There are many studies investigating why some people experience “long COVID” and others do not, but diagnosing and treating post-acute complications of COVID-19 (PASC) continues to be a challenge for healthcare providers.
A study published in medRxiv sought to identify PASC biomarkers to improve long-term diagnosis of COVID. The team of researchers from Brigham and Women’s Hospital and Massachusetts General Hospital found that an excess of spike protein of SARS-CoV-2 in plasma indicates a long COVID.
The researchers analyzed plasma samples collected from 63 individuals previously infected with COVID-19, 37 of whom were diagnosed with PASC. Blood samples were collected at least 2 times no more than 12 months after a positive RT-PCR for COVID-19 or antibody test. As a control, blood samples were also taken from 26 individuals who had contracted COVID-19 but had fully recovered without a diagnosis of PASC.

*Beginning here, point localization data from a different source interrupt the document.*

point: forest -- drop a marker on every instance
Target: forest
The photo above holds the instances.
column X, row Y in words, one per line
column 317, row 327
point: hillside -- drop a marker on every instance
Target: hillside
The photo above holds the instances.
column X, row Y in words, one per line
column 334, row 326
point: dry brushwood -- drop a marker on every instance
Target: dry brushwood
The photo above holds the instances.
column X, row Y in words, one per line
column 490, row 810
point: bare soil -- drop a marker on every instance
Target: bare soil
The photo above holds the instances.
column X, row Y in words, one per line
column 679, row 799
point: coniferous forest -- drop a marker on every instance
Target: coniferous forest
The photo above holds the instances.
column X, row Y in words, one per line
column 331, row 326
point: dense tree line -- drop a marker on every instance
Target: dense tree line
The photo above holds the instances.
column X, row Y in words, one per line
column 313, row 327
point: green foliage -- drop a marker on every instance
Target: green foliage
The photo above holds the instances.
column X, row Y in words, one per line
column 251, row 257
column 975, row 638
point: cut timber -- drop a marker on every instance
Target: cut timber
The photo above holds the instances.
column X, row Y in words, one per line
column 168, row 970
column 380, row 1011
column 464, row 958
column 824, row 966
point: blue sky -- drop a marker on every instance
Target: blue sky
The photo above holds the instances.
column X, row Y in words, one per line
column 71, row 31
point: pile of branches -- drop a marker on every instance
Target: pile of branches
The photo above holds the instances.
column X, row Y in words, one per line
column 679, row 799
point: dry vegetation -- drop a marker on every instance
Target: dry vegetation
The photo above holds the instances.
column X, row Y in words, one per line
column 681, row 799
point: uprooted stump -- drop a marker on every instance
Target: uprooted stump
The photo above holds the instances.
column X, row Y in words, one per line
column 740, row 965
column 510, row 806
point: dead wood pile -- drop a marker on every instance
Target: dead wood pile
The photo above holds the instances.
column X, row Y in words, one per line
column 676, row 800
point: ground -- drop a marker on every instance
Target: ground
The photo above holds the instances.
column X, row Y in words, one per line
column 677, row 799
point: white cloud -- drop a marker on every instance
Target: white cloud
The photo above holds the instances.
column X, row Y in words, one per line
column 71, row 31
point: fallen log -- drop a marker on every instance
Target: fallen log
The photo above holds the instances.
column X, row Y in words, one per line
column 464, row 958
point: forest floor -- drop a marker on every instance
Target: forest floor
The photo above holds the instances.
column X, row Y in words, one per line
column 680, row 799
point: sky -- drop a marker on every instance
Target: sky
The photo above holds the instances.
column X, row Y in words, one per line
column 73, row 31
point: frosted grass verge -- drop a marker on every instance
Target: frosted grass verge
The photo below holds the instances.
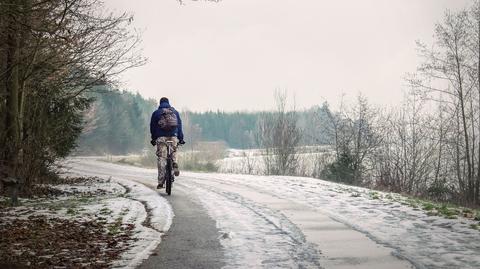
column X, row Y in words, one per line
column 150, row 214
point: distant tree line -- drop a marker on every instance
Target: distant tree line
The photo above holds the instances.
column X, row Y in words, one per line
column 116, row 123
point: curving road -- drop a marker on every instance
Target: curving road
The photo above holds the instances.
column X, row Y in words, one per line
column 222, row 221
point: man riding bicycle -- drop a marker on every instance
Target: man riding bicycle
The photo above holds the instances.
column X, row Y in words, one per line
column 166, row 126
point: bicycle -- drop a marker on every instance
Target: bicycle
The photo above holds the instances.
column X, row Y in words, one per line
column 169, row 173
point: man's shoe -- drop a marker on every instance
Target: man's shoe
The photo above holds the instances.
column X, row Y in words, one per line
column 176, row 172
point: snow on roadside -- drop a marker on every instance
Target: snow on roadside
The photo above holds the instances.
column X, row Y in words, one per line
column 134, row 214
column 150, row 214
column 428, row 241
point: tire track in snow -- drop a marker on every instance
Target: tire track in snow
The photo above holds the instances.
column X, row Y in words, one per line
column 256, row 236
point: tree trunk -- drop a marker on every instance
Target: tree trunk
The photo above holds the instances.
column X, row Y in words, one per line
column 12, row 91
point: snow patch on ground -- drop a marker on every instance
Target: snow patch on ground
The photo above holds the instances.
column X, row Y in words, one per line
column 150, row 214
column 427, row 241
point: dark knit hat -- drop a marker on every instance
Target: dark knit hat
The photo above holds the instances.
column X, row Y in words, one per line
column 164, row 100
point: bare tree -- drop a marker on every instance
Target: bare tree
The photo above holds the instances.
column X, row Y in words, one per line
column 279, row 135
column 54, row 51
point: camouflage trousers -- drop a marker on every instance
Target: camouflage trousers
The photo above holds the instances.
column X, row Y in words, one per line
column 162, row 152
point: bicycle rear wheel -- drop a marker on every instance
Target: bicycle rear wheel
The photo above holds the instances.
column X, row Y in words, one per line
column 168, row 179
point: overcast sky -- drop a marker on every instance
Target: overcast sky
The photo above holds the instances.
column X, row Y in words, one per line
column 232, row 55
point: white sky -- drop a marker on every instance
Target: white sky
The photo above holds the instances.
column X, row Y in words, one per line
column 232, row 55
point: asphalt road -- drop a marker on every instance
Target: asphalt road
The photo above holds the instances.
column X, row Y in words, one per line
column 240, row 222
column 191, row 242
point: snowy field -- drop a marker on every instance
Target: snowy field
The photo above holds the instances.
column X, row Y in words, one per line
column 284, row 222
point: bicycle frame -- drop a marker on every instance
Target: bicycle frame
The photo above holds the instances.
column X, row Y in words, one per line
column 169, row 176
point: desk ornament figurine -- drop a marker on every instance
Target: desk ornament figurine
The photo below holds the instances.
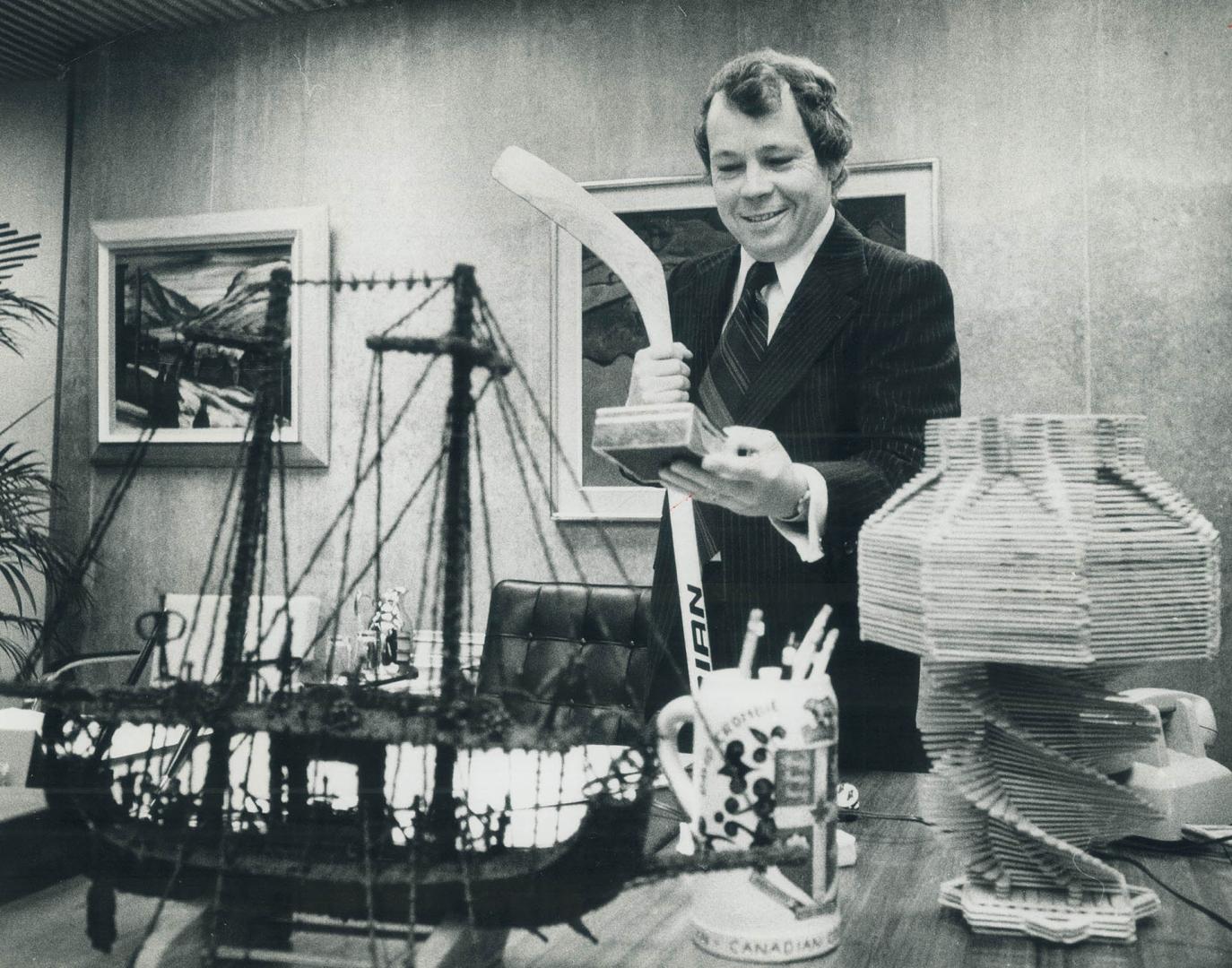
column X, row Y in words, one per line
column 764, row 773
column 1030, row 560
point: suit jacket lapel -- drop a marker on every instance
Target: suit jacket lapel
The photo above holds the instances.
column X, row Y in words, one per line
column 706, row 307
column 819, row 310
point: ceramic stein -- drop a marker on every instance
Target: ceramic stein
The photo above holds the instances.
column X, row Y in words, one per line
column 764, row 773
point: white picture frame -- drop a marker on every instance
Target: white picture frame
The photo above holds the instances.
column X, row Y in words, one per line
column 154, row 276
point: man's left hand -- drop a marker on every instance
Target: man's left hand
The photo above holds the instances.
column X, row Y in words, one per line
column 751, row 476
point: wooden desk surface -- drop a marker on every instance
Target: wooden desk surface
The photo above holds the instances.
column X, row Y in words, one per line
column 889, row 904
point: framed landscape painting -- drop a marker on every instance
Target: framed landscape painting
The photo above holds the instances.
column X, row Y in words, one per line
column 596, row 328
column 174, row 300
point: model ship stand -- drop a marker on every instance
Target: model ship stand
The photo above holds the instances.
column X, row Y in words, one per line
column 1030, row 560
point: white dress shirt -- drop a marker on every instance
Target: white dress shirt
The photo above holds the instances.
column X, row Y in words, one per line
column 806, row 535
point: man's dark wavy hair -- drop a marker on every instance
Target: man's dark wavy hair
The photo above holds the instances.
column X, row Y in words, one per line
column 753, row 84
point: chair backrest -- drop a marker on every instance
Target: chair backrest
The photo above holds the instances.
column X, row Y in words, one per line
column 536, row 629
column 201, row 644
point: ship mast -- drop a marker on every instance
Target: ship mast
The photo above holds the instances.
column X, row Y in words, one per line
column 254, row 499
column 441, row 822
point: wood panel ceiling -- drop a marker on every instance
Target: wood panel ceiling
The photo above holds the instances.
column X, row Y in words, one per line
column 39, row 39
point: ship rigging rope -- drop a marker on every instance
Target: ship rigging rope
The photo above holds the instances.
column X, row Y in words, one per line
column 88, row 556
column 491, row 326
column 332, row 627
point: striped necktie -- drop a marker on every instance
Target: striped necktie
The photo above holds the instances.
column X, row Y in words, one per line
column 741, row 350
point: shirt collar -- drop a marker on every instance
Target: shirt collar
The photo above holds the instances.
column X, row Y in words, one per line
column 791, row 270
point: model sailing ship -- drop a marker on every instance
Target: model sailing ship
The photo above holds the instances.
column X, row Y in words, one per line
column 239, row 810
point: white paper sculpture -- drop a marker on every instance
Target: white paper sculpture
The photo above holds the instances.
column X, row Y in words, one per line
column 1033, row 558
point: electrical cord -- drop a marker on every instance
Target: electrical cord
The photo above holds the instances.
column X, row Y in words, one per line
column 853, row 814
column 1196, row 905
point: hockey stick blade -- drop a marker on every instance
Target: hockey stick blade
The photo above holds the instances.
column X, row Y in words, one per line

The researchers used ultrasensitive single molecule array assays to measure the concentration of COVID-19 antigens. They detected the S1 subunit of the spike, full-length spike, or nucleocapsid (N) in 65% of plasma from patients with PASC. Of all 3 antigens measured, a peak was most frequently detected, in 60% of patients. It should be noted that no peak could be detected in fully recovered patients with COVID-19.

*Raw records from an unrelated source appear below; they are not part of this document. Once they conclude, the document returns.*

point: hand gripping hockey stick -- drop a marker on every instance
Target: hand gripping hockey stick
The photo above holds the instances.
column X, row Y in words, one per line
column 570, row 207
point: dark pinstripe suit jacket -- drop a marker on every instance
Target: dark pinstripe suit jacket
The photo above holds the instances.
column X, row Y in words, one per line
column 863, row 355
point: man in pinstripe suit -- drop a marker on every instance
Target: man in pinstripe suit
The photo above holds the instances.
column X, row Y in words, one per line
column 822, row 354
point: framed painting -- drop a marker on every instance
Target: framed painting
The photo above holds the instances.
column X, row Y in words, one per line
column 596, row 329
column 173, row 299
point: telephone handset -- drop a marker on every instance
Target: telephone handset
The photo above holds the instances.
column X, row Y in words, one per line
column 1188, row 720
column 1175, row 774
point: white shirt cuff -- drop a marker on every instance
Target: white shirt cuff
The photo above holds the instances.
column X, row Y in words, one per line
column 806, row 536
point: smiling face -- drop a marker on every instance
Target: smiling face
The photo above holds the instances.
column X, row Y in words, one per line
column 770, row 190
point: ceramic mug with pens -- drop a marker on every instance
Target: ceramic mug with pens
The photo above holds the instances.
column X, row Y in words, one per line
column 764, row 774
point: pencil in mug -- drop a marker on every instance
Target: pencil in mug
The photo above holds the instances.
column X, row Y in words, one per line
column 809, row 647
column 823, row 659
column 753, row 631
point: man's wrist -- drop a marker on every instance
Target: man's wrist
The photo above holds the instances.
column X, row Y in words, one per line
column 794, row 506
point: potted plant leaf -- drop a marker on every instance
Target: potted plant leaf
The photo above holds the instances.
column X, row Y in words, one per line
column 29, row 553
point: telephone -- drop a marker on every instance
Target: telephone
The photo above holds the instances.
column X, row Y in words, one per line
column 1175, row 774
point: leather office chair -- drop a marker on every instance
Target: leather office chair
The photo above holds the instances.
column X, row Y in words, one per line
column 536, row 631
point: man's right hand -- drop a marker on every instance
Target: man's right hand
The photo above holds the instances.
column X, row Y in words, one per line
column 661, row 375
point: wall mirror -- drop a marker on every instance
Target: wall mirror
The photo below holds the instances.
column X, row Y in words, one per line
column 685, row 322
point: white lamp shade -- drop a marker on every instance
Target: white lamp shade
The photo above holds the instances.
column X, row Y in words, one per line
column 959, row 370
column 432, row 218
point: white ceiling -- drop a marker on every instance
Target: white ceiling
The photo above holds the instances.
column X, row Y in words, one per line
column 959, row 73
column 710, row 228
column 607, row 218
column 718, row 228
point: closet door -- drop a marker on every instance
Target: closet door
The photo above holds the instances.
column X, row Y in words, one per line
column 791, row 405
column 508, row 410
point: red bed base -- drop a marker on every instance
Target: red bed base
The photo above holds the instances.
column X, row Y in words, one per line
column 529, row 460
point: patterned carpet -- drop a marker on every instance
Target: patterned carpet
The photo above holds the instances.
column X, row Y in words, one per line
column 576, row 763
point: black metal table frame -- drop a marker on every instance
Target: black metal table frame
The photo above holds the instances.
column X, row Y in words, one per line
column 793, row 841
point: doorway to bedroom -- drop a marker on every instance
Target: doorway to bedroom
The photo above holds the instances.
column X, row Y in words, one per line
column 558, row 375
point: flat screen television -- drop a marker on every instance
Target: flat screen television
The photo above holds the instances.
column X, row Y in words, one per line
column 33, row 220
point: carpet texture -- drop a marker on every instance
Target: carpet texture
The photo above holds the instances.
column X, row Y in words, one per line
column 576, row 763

Of the 37 persistent COVID patients, 30 were women, confirming previous research findings that women are disproportionately affected by PASC. Among the 26 patients not diagnosed with PASC, 10 were admitted to the intensive care unit (ICU) and 7 were intubated.
The presence of SARS-CoV-2 peak antigen in most PASC patients suggests that prolonged COVID may be due to the active presence of a SARS-CoV-2 viral reservoir. The researchers noted that their sample size was small, but it is significant that the peak was found at different time points 2-12 months after contracting COVID-19.